Can you tell me more about the new subtest - the Novel Task. What does this assess?

The Novel Task Assesses ability to learn a new task. Deficits in this skill impact on everyday life, and also influence an individual’s capacity to benefit from compensatory aids used in rehabilitation. It is therefore important to establish the level of ability in learning new tasks before attempting to teach them.

The Novel Task is based on a mathematical dissection of a 6 piece puzzle (a star for Version 1 and a square for Version 2). The puzzle is assembled in a set order by the examiner and the examinee is required to remember this. 3 learning trials and a delayed trial are given. The scoring criteria record the order and position that the examinee places the pieces of the puzzle.
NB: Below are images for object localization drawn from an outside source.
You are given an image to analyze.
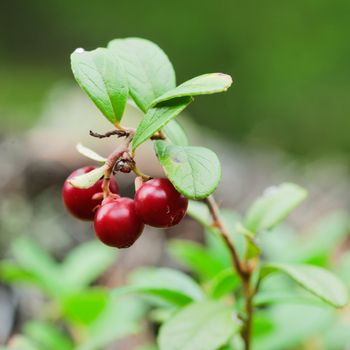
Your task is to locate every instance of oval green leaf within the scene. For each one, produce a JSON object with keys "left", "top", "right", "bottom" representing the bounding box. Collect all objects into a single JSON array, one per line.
[
  {"left": 260, "top": 263, "right": 348, "bottom": 308},
  {"left": 244, "top": 183, "right": 307, "bottom": 233},
  {"left": 154, "top": 141, "right": 221, "bottom": 200},
  {"left": 158, "top": 301, "right": 239, "bottom": 350},
  {"left": 132, "top": 97, "right": 192, "bottom": 151},
  {"left": 62, "top": 241, "right": 116, "bottom": 291},
  {"left": 208, "top": 269, "right": 240, "bottom": 299},
  {"left": 163, "top": 120, "right": 189, "bottom": 146},
  {"left": 71, "top": 48, "right": 128, "bottom": 124},
  {"left": 69, "top": 165, "right": 106, "bottom": 189},
  {"left": 168, "top": 240, "right": 225, "bottom": 280},
  {"left": 108, "top": 38, "right": 176, "bottom": 112},
  {"left": 114, "top": 268, "right": 204, "bottom": 307},
  {"left": 150, "top": 73, "right": 232, "bottom": 108}
]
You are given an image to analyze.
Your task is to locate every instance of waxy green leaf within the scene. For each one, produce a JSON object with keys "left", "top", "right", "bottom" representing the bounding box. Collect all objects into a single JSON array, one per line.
[
  {"left": 260, "top": 263, "right": 348, "bottom": 308},
  {"left": 163, "top": 120, "right": 189, "bottom": 146},
  {"left": 71, "top": 48, "right": 128, "bottom": 124},
  {"left": 76, "top": 143, "right": 107, "bottom": 162},
  {"left": 150, "top": 73, "right": 232, "bottom": 107},
  {"left": 168, "top": 240, "right": 225, "bottom": 280},
  {"left": 24, "top": 321, "right": 73, "bottom": 350},
  {"left": 154, "top": 141, "right": 221, "bottom": 199},
  {"left": 132, "top": 97, "right": 192, "bottom": 151},
  {"left": 108, "top": 38, "right": 176, "bottom": 112},
  {"left": 245, "top": 183, "right": 307, "bottom": 233},
  {"left": 158, "top": 301, "right": 239, "bottom": 350},
  {"left": 69, "top": 165, "right": 106, "bottom": 189},
  {"left": 208, "top": 269, "right": 240, "bottom": 299},
  {"left": 62, "top": 241, "right": 116, "bottom": 291},
  {"left": 114, "top": 268, "right": 204, "bottom": 307}
]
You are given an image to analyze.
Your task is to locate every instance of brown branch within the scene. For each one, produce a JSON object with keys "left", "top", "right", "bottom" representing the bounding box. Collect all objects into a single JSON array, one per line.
[
  {"left": 102, "top": 134, "right": 133, "bottom": 198},
  {"left": 241, "top": 276, "right": 253, "bottom": 350},
  {"left": 89, "top": 129, "right": 132, "bottom": 139},
  {"left": 205, "top": 196, "right": 246, "bottom": 277},
  {"left": 205, "top": 195, "right": 254, "bottom": 350}
]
Can you give me further information about the normative and clinical samples tested on the RBMT-3?

Click Technical Information.

Can you give me further information about the reliability and normative studies for the RBMT-3?
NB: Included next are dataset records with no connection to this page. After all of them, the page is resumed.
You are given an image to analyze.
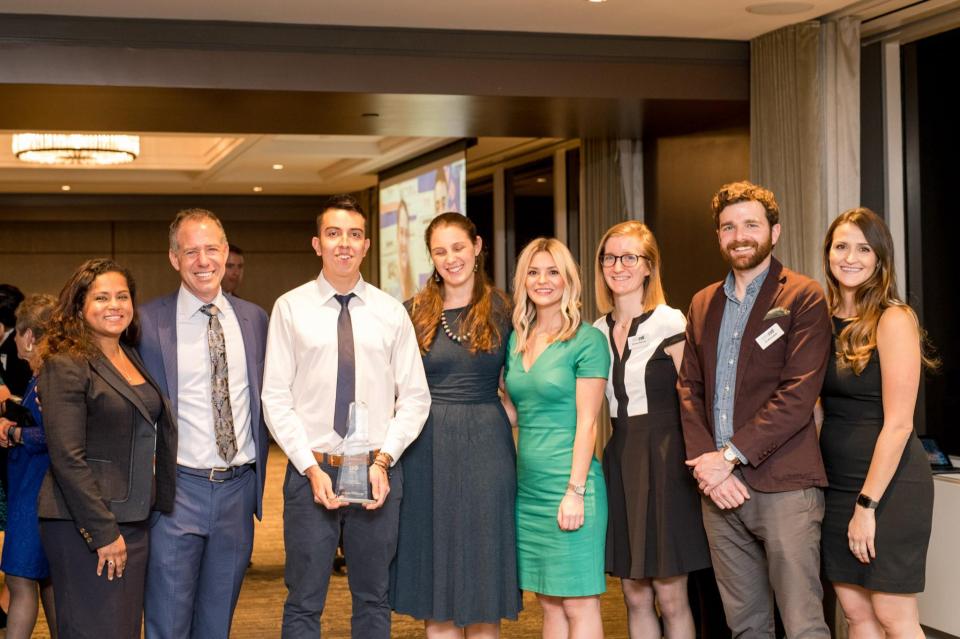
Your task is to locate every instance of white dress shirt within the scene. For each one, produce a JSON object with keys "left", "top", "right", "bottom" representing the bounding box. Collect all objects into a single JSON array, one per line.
[
  {"left": 176, "top": 286, "right": 256, "bottom": 468},
  {"left": 262, "top": 272, "right": 431, "bottom": 474}
]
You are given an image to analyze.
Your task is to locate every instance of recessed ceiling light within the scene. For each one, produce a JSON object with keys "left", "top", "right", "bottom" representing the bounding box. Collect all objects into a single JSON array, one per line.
[
  {"left": 586, "top": 0, "right": 607, "bottom": 3},
  {"left": 61, "top": 185, "right": 71, "bottom": 191},
  {"left": 536, "top": 177, "right": 548, "bottom": 183},
  {"left": 272, "top": 164, "right": 284, "bottom": 170},
  {"left": 746, "top": 2, "right": 813, "bottom": 15},
  {"left": 252, "top": 186, "right": 263, "bottom": 193}
]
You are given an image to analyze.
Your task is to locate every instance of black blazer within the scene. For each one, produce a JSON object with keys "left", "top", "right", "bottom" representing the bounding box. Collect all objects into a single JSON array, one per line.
[{"left": 37, "top": 346, "right": 177, "bottom": 550}]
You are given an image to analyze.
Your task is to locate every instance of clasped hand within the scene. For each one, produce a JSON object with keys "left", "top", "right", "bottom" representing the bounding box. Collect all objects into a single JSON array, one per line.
[
  {"left": 686, "top": 451, "right": 750, "bottom": 509},
  {"left": 305, "top": 464, "right": 390, "bottom": 511}
]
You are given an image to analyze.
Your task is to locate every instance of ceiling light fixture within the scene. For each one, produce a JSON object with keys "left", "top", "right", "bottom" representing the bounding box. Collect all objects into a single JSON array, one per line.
[
  {"left": 272, "top": 163, "right": 284, "bottom": 170},
  {"left": 586, "top": 0, "right": 608, "bottom": 4},
  {"left": 745, "top": 2, "right": 814, "bottom": 15},
  {"left": 12, "top": 133, "right": 140, "bottom": 166},
  {"left": 61, "top": 185, "right": 71, "bottom": 191},
  {"left": 253, "top": 186, "right": 263, "bottom": 193}
]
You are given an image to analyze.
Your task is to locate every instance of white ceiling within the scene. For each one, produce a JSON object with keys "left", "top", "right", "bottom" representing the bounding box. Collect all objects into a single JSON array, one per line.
[
  {"left": 1, "top": 0, "right": 865, "bottom": 41},
  {"left": 0, "top": 133, "right": 561, "bottom": 195}
]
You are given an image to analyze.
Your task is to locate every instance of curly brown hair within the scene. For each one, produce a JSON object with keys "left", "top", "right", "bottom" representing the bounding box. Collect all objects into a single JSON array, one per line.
[
  {"left": 710, "top": 181, "right": 780, "bottom": 228},
  {"left": 409, "top": 212, "right": 510, "bottom": 354},
  {"left": 39, "top": 258, "right": 141, "bottom": 361}
]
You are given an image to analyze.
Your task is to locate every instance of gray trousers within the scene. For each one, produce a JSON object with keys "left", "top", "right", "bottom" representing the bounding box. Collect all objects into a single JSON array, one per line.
[
  {"left": 700, "top": 478, "right": 830, "bottom": 639},
  {"left": 281, "top": 460, "right": 402, "bottom": 639}
]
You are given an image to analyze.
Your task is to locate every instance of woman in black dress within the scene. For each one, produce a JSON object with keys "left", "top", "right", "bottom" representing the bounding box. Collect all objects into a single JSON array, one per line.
[
  {"left": 592, "top": 222, "right": 710, "bottom": 639},
  {"left": 391, "top": 212, "right": 521, "bottom": 638},
  {"left": 821, "top": 208, "right": 936, "bottom": 638}
]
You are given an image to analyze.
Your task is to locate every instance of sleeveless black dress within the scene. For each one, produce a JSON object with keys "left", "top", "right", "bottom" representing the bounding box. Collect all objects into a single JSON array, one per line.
[
  {"left": 820, "top": 317, "right": 933, "bottom": 593},
  {"left": 594, "top": 305, "right": 711, "bottom": 579}
]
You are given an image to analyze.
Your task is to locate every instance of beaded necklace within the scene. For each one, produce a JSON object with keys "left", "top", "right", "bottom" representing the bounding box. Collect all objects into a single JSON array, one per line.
[{"left": 439, "top": 309, "right": 471, "bottom": 343}]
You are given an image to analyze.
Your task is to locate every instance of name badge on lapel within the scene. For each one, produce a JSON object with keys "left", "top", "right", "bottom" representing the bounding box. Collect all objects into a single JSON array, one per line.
[
  {"left": 755, "top": 323, "right": 785, "bottom": 350},
  {"left": 627, "top": 334, "right": 648, "bottom": 351}
]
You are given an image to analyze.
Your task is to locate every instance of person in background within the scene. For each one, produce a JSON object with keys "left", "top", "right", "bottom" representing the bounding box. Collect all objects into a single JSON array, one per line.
[
  {"left": 0, "top": 294, "right": 58, "bottom": 639},
  {"left": 222, "top": 244, "right": 246, "bottom": 297},
  {"left": 262, "top": 194, "right": 430, "bottom": 638},
  {"left": 819, "top": 207, "right": 936, "bottom": 638},
  {"left": 0, "top": 283, "right": 32, "bottom": 628},
  {"left": 678, "top": 181, "right": 832, "bottom": 639},
  {"left": 503, "top": 237, "right": 609, "bottom": 639},
  {"left": 593, "top": 222, "right": 710, "bottom": 639},
  {"left": 37, "top": 258, "right": 177, "bottom": 639},
  {"left": 391, "top": 212, "right": 521, "bottom": 637},
  {"left": 138, "top": 209, "right": 270, "bottom": 639},
  {"left": 0, "top": 285, "right": 32, "bottom": 398}
]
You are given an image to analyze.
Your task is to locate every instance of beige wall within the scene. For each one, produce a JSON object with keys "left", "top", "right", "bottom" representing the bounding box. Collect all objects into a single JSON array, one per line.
[{"left": 0, "top": 196, "right": 350, "bottom": 313}]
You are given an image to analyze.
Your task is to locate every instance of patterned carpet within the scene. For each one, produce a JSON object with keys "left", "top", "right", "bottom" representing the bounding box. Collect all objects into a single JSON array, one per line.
[{"left": 13, "top": 444, "right": 631, "bottom": 638}]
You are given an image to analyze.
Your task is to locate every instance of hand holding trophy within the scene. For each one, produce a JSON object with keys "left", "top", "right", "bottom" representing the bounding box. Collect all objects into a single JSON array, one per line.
[{"left": 335, "top": 402, "right": 375, "bottom": 504}]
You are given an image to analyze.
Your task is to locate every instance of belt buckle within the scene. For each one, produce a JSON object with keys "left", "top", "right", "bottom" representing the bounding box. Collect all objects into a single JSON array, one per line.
[{"left": 208, "top": 467, "right": 229, "bottom": 483}]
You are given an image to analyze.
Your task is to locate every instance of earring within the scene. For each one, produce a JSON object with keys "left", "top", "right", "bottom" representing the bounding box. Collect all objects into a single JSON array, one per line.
[
  {"left": 473, "top": 261, "right": 479, "bottom": 273},
  {"left": 26, "top": 343, "right": 33, "bottom": 353},
  {"left": 434, "top": 271, "right": 441, "bottom": 283}
]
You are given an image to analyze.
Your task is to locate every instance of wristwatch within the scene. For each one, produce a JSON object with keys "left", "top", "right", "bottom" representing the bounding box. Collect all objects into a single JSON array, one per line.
[
  {"left": 722, "top": 444, "right": 741, "bottom": 466},
  {"left": 856, "top": 493, "right": 880, "bottom": 509},
  {"left": 567, "top": 482, "right": 587, "bottom": 497}
]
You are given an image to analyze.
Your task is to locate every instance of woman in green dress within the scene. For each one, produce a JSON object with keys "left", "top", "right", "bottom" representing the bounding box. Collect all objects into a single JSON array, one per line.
[{"left": 503, "top": 237, "right": 610, "bottom": 638}]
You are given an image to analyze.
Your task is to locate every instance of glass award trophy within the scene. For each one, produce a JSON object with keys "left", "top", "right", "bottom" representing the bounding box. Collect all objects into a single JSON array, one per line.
[{"left": 335, "top": 402, "right": 375, "bottom": 504}]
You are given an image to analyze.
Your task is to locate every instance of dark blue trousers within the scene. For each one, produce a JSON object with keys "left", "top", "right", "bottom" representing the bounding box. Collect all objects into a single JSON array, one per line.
[
  {"left": 144, "top": 465, "right": 257, "bottom": 639},
  {"left": 280, "top": 460, "right": 402, "bottom": 639}
]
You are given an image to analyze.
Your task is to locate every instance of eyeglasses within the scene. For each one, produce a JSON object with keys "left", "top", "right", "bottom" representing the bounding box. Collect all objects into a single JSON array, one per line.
[{"left": 599, "top": 253, "right": 647, "bottom": 268}]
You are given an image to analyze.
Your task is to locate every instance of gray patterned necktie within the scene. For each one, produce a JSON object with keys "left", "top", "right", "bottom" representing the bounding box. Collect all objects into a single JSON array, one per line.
[{"left": 200, "top": 303, "right": 238, "bottom": 463}]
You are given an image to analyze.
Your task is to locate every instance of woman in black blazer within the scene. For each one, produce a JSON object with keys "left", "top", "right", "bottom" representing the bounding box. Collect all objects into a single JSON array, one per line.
[{"left": 37, "top": 258, "right": 177, "bottom": 639}]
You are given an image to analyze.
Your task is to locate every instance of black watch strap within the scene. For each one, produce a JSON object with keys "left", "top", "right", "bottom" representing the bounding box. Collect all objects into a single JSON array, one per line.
[{"left": 856, "top": 493, "right": 880, "bottom": 509}]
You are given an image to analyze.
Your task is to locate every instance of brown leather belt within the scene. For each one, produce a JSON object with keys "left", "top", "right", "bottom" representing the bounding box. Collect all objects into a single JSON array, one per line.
[{"left": 313, "top": 449, "right": 380, "bottom": 468}]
Click Technical Information.

The score obtained for the General Memory Index (GMI) seems to be lower than I would expect given the scaled scores on the individual subtests. Why is this?

When scores on components (subtests) of a composite deviate from their means in the same direction, the mean of the composite will be more extreme than the individual components. So, if subtest scores are below the subtest mean, the composite will be below the composite mean but more so than would be suggested by the simple average of the subtests.
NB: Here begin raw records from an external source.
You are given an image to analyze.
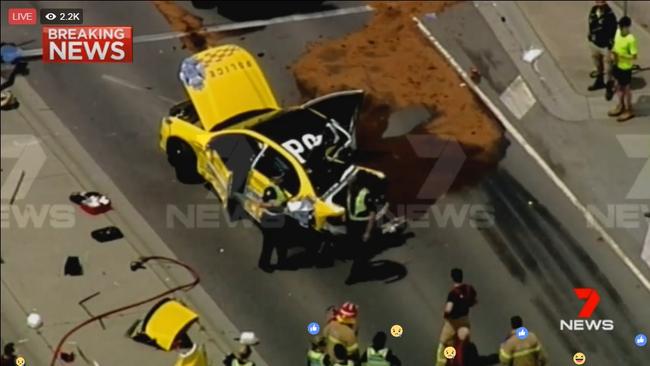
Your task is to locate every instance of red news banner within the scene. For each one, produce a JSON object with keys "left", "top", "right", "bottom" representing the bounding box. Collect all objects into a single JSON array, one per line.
[{"left": 42, "top": 26, "right": 132, "bottom": 63}]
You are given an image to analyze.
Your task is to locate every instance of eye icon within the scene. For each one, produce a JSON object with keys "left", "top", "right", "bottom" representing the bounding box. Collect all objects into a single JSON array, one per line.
[{"left": 45, "top": 12, "right": 56, "bottom": 21}]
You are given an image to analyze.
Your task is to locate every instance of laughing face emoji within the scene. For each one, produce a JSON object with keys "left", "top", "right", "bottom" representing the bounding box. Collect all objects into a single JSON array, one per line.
[{"left": 573, "top": 352, "right": 586, "bottom": 365}]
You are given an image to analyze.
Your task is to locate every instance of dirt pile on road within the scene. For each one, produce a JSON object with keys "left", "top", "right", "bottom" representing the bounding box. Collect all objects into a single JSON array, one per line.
[
  {"left": 153, "top": 1, "right": 220, "bottom": 52},
  {"left": 293, "top": 1, "right": 507, "bottom": 209}
]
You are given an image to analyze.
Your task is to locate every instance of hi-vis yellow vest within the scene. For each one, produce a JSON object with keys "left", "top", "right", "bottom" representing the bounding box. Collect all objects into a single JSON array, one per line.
[{"left": 348, "top": 188, "right": 370, "bottom": 221}]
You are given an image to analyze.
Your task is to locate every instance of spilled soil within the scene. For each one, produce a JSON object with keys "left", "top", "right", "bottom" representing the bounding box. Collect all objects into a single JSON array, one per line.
[
  {"left": 153, "top": 1, "right": 508, "bottom": 214},
  {"left": 153, "top": 1, "right": 265, "bottom": 52},
  {"left": 293, "top": 1, "right": 507, "bottom": 212}
]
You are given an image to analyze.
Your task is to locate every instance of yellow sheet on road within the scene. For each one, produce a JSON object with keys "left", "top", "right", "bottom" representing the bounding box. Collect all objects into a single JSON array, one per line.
[{"left": 143, "top": 299, "right": 198, "bottom": 351}]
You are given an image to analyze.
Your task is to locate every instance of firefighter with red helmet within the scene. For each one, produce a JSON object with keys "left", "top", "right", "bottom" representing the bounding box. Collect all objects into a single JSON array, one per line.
[{"left": 323, "top": 302, "right": 360, "bottom": 362}]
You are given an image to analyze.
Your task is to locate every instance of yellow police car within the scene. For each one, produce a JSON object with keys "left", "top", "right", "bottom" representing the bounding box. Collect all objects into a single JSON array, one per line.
[{"left": 160, "top": 44, "right": 400, "bottom": 234}]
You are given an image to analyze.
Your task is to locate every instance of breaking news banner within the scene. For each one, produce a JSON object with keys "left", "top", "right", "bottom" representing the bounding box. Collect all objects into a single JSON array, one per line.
[{"left": 41, "top": 26, "right": 133, "bottom": 63}]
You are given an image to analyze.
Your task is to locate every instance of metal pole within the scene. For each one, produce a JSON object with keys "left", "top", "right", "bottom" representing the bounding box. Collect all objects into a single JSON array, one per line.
[{"left": 624, "top": 0, "right": 628, "bottom": 17}]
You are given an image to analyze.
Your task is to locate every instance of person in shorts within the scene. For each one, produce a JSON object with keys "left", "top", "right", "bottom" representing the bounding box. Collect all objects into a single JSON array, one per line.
[
  {"left": 587, "top": 0, "right": 617, "bottom": 98},
  {"left": 608, "top": 16, "right": 638, "bottom": 122}
]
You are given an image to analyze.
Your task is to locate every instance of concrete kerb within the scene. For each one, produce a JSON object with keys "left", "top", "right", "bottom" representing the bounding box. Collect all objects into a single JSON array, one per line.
[
  {"left": 413, "top": 17, "right": 650, "bottom": 293},
  {"left": 10, "top": 76, "right": 269, "bottom": 366}
]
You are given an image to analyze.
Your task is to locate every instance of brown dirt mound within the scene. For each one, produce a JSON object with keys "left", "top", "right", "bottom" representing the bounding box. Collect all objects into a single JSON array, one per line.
[
  {"left": 153, "top": 1, "right": 221, "bottom": 52},
  {"left": 292, "top": 1, "right": 507, "bottom": 210}
]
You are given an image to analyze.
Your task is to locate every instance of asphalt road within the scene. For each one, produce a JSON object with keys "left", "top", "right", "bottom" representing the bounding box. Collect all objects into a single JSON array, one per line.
[{"left": 2, "top": 1, "right": 649, "bottom": 364}]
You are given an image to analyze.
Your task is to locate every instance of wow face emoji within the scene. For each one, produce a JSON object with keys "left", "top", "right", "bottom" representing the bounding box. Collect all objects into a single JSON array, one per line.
[{"left": 573, "top": 352, "right": 586, "bottom": 365}]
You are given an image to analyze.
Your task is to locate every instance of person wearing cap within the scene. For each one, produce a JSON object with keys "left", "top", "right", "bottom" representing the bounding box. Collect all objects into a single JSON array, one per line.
[
  {"left": 307, "top": 336, "right": 331, "bottom": 366},
  {"left": 608, "top": 15, "right": 638, "bottom": 122},
  {"left": 332, "top": 344, "right": 354, "bottom": 366},
  {"left": 223, "top": 345, "right": 255, "bottom": 366},
  {"left": 324, "top": 302, "right": 360, "bottom": 361},
  {"left": 360, "top": 331, "right": 401, "bottom": 366},
  {"left": 499, "top": 316, "right": 547, "bottom": 366},
  {"left": 257, "top": 173, "right": 290, "bottom": 272}
]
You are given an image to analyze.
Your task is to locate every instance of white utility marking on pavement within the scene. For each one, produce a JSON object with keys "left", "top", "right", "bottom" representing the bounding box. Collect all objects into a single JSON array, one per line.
[
  {"left": 500, "top": 75, "right": 536, "bottom": 119},
  {"left": 101, "top": 74, "right": 147, "bottom": 91},
  {"left": 19, "top": 5, "right": 374, "bottom": 57},
  {"left": 133, "top": 5, "right": 374, "bottom": 44},
  {"left": 414, "top": 17, "right": 650, "bottom": 292}
]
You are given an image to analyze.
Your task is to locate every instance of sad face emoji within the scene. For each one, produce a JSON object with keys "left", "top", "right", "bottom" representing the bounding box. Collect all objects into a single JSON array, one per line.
[
  {"left": 390, "top": 324, "right": 403, "bottom": 337},
  {"left": 443, "top": 346, "right": 456, "bottom": 359},
  {"left": 573, "top": 352, "right": 586, "bottom": 365}
]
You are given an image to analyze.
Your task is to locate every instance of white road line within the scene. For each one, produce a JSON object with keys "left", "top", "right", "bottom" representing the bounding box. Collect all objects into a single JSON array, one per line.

This effect occurs with any composite (assuming that the composite is made up of correlated components) but the effect is particularly marked in the case of the RBMT because most healthy individuals will score at or near the maximum score on most subtests. Thus, if a patient scores below the maximum on a considerable number of the subtests (even if the scores are not very poor on each subtest considered individually), they are fairly unusual and this is reflected in a low composite score.

Can you explain what the GMI, Percentile Ranking and confidence intervals mean?

With regard to the General Memory Index, it is the standardised score that the test yields, and follows the basic principles of standardised assessment. It is similar to an IQ score with average being 100, and a standard deviation of 15, therefore any score between 85 – 115 is classed as an average score as these scores fall within 1 standard deviation of the mean. Classification of the scores is as follows:

For the General Memory Index / Standardised scores the following rules generally apply:

≤ 69 More than 2 standard deviations from the norm Significant Impairment

70-84

More than 1 standard deviation from the norm Borderline / Moderate Impairment

85-115 Within 1 standard deviation of the norm Average range

116-130 More than 1 standard deviation from the norm Above average range

≥ 131 More than 2 standard deviations from the norm Very high / superior

The subtest level scores are based on an average of 10 with a standard deviation of 3 with the following interpretive ranges:

≤ 3 More than 2 standard deviations from the norm Significant Impairment

4-6 More than 1 standard deviation from the norm Borderline /Moderate Impairment

7-13 Within 1 standard deviation of the norm Average range

14-16 More than 1 standard deviation from the norm Above average range

≥ 17 More than 2 standard deviations from the norm Very high / superior

For percentiles, the following rules generally apply:

≤ 1 More than 2 standard deviations from the norm Significant Impairment

2-15 More than 1 standard deviation from the norm Borderline / Morderate Impairment

16-84 Within 1 standard deviation of the norm Average range

85-98 More than 1 standard deviation from the norm Above average range

≥ 99 More than 2 standard deviations from the norm Very high / superior

A confidence interval reflects the range of scores you would expect the respondent’s scores to fall within on any given day, as it would be unrealistic to expect the individual to obtain exactly the same score each time you administered the test.

Most people tend to use a 95% confidence band as this provides you with a more accurate range of scores i.e. – you are 95% confident that their scores would fall within this range on any given day.